In the darkest moments of his life, he sometimes seemed imprisoned in a shell of silence. We usually went to the Word, prayed, and agonized separately. Often the first inkling I had of what was going through Henry’s mind came when I typed his sermon notes. The inner turmoil, which he found so difficult to share with any individual, he somehow found the freedom to speak of when he stood in the pulpit (30-31).”

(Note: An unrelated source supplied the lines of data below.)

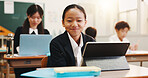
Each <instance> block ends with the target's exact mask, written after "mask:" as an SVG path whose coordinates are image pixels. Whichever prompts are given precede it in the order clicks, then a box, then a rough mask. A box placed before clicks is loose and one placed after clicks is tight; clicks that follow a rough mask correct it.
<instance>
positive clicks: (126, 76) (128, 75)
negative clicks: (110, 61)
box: [98, 65, 148, 78]
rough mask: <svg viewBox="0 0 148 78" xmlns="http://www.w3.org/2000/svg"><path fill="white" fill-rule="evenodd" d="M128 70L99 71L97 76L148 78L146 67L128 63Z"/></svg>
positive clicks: (116, 77) (101, 77)
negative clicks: (138, 65) (137, 65)
mask: <svg viewBox="0 0 148 78" xmlns="http://www.w3.org/2000/svg"><path fill="white" fill-rule="evenodd" d="M129 66H130V70H121V71H107V72H101V76H99V77H98V78H148V68H145V67H140V66H135V65H129Z"/></svg>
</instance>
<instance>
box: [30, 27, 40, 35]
mask: <svg viewBox="0 0 148 78" xmlns="http://www.w3.org/2000/svg"><path fill="white" fill-rule="evenodd" d="M33 31H34V32H35V35H38V29H32V28H29V34H31V33H32V32H33Z"/></svg>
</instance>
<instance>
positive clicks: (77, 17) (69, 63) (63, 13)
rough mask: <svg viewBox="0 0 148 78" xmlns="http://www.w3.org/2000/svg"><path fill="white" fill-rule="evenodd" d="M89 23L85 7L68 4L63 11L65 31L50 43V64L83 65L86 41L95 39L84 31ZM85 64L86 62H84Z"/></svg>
mask: <svg viewBox="0 0 148 78" xmlns="http://www.w3.org/2000/svg"><path fill="white" fill-rule="evenodd" d="M86 23H87V20H86V13H85V10H84V9H83V7H81V6H80V5H77V4H71V5H69V6H67V7H66V8H65V10H64V12H63V16H62V24H63V27H64V28H65V32H64V33H63V34H60V35H59V36H57V37H55V38H54V39H53V40H52V41H51V43H50V52H51V56H50V58H49V60H50V61H49V62H48V63H50V66H52V67H61V66H81V62H82V54H83V50H84V45H85V44H86V42H92V41H95V40H94V39H93V38H92V37H90V36H87V35H84V34H83V33H82V31H83V29H84V27H85V25H86ZM83 65H85V64H84V62H83Z"/></svg>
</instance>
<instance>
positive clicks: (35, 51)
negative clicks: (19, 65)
mask: <svg viewBox="0 0 148 78" xmlns="http://www.w3.org/2000/svg"><path fill="white" fill-rule="evenodd" d="M51 39H52V36H51V35H30V34H21V35H20V49H19V56H36V55H46V54H48V53H50V50H49V48H50V42H51Z"/></svg>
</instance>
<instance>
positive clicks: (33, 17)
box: [27, 12, 42, 28]
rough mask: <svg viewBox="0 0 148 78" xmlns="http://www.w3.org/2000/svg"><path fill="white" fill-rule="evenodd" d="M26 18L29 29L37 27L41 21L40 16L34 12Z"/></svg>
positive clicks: (39, 15) (41, 19)
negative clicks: (33, 12) (27, 20)
mask: <svg viewBox="0 0 148 78" xmlns="http://www.w3.org/2000/svg"><path fill="white" fill-rule="evenodd" d="M27 17H28V20H29V23H30V27H31V28H32V27H37V26H38V25H39V24H40V23H41V21H42V18H41V16H40V14H39V13H38V12H36V13H35V14H33V15H32V16H27Z"/></svg>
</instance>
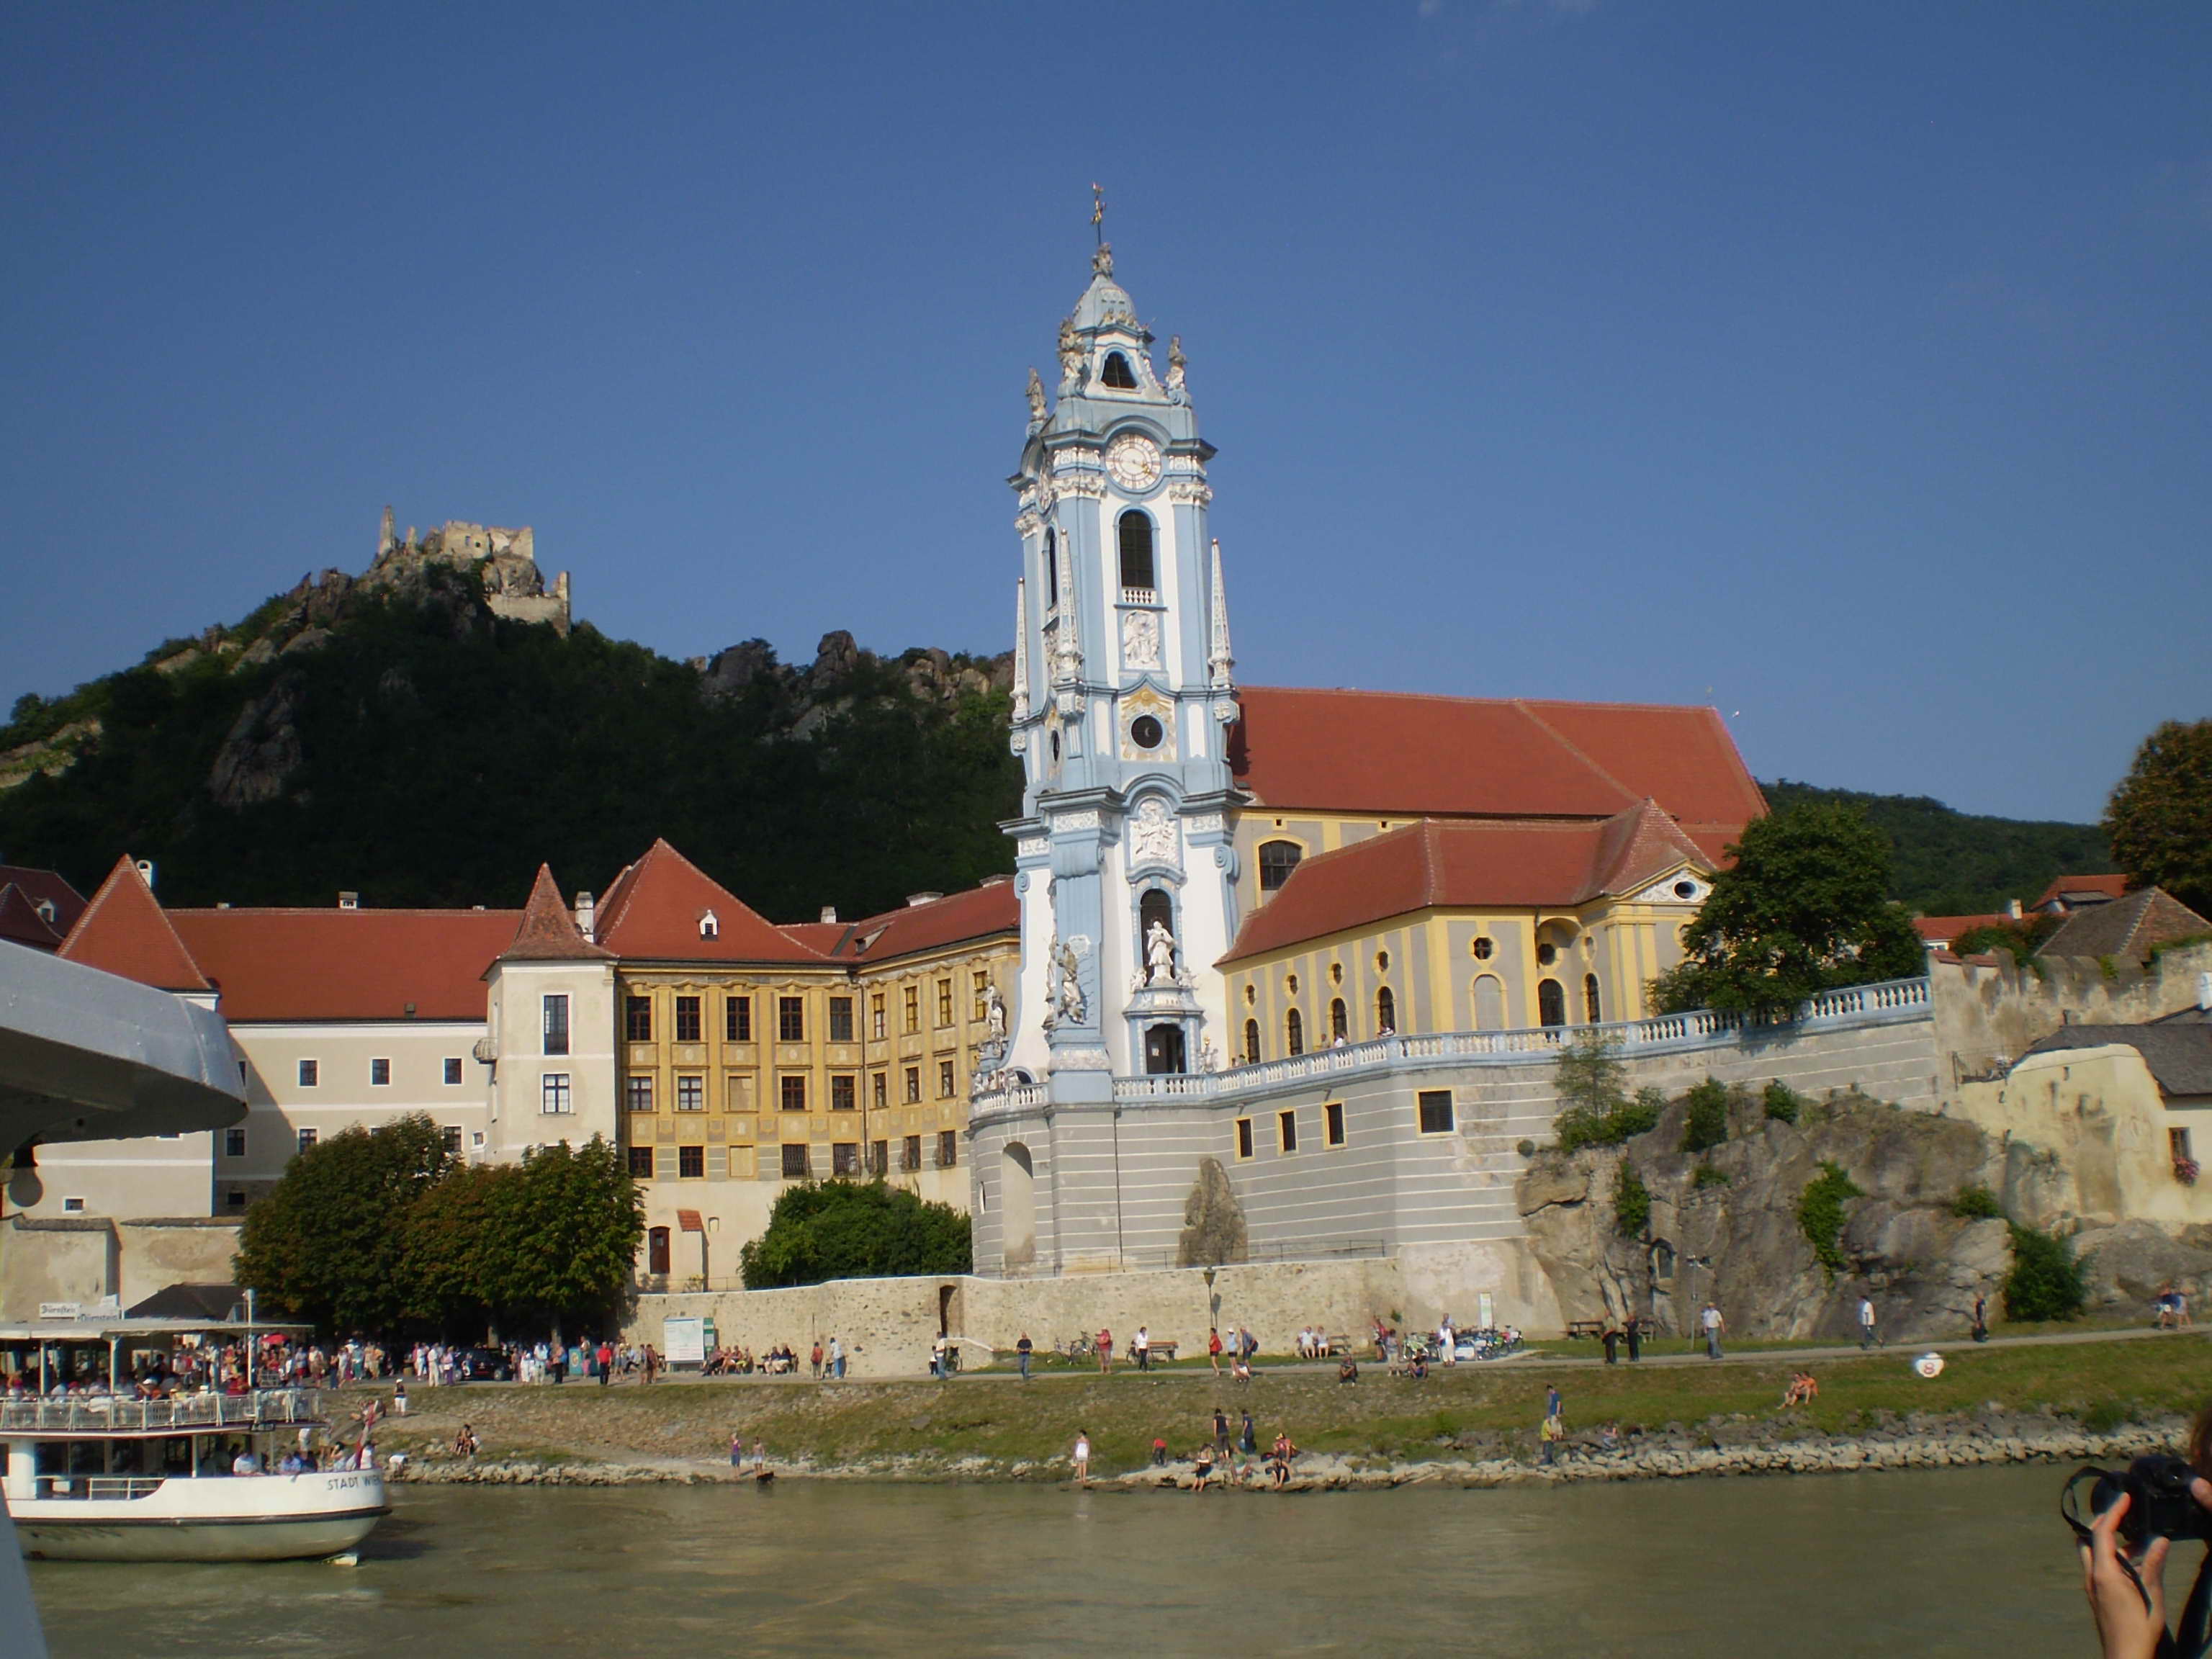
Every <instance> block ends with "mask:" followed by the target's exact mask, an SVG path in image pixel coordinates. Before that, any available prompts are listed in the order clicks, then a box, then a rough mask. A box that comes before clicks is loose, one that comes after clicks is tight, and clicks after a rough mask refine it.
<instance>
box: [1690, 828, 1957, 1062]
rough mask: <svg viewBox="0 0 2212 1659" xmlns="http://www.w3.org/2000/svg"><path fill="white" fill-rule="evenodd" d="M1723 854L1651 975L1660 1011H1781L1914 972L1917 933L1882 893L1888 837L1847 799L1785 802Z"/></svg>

“Here was a man, as it were, standing on the verge of the grave yet making plans and dreaming dreams, devising schemes for a future that he would never see. It was irrational, a kind of a madness. One afternoon, while Henry dozed, I strolled up and down the hospital corridors, passing ward after ward of patients, all terminally ill, and Henry was among them. Yes, there was my husband. He too was numbered among the living dead. I began to weep. Tears kept flowing (52).”
“During this time, God helped me find acceptance in another problem area—singleness. With Henry gone, I had joined that swelling segment of society that we have branded “singles.” We lump together in this category those who seem to be life’s misfits—individuals who have never landed a mate, those whose marriages have come apart, as well as widows and widowers who have been “reduced” to single status by the intervention of premature and untimely death of spouses. The penalty for being single meant exclusion from family-oriented events, a dearth of adult companionship, and long, lonely evenings made even lonelier for want of intimate conversation with a mate (68).”